O custo total de investimento por família no âmbito das contratações do PAC-UAP não representa o custo total (realizado ou necessário) de investimento para concluir a intervenção de urbanização, incluindo as ações de produção de moradias para reassentamento. Como mencionado anteriormente, o recurso captado no âmbito do programa, em muitos casos, é insuficiente para concluir todas as obras de urbanização e viabilizar os reassentamentos. Além disso, a maioria dessas áreas foi urbanizada parcialmente ou recebeu algum tipo de melhoria em períodos anteriores. Essas melhorias foram executadas com recursos próprios do Estado e Municípios ou recursos federais captados no âmbito de programas, dentre outros, como o “Habitar Brasil/BID”.
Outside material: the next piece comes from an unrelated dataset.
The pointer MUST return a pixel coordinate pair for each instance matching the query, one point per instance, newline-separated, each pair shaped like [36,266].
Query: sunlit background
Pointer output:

A média do investimento por família no âmbito das contratações do PAC-UAP na região é de R$ 27mil, e essa varia de R$9 mil reais por família, no caso de Mauá, a R$44 mil por família, em São Bernardo do Campo.14 14 São aqui considerados o valor total de investimento dos Termos de Compromisso do PAC-UAP no ABC, dividido pelo número total de moradores dos assentamentos beneficiados pelo programa, fornecidos pelas Prefeituras e CDHU. Quando a análise é feita por assentamento, e não por município, observam-se variações ainda maiores – de R$4 mil a R$90 mil,15 15 Valores aproximados. mas esses dados devem ser lidos com cautela.

Em alguns casos, esse valor é baixo devido ao fato de o investimento total do PAC-UAP considerado corresponder a intervenções em apenas parte da área e o número de famílias corresponder ao total do assentamento. Esse é o caso do Núcleo Nova Conquista, em Diadema, que apresenta o menor valor de investimento por família (R$ 4 mil): o núcleo abriga 2.300 famílias, mas o setor atendido pelo PAC-UAP corresponde apenas a um setor conhecido como “Setor Krones”. O restante do assentamento foi urbanizado anteriormente, com recursos provenientes de outras fontes. Caso semelhante pode ser verificado no Núcleo Sacadura Cabral, em Santo André, que conta com investimento de aproximadamente R$ 4.600 por família, contudo, trata-se de um pequeno setor da favela que já foi urbanizada na década de 2000 com recursos municipais, federais e da União Europeia. No caso do núcleo que conta com o maior valor de investimento por família (R$ 90 mil). No caso do Silvina Oleoduto (localizado em São Bernardo do Campo), a presença de um oleoduto impõe a remoção de grande parcela das famílias e eleva o custo de intervenção.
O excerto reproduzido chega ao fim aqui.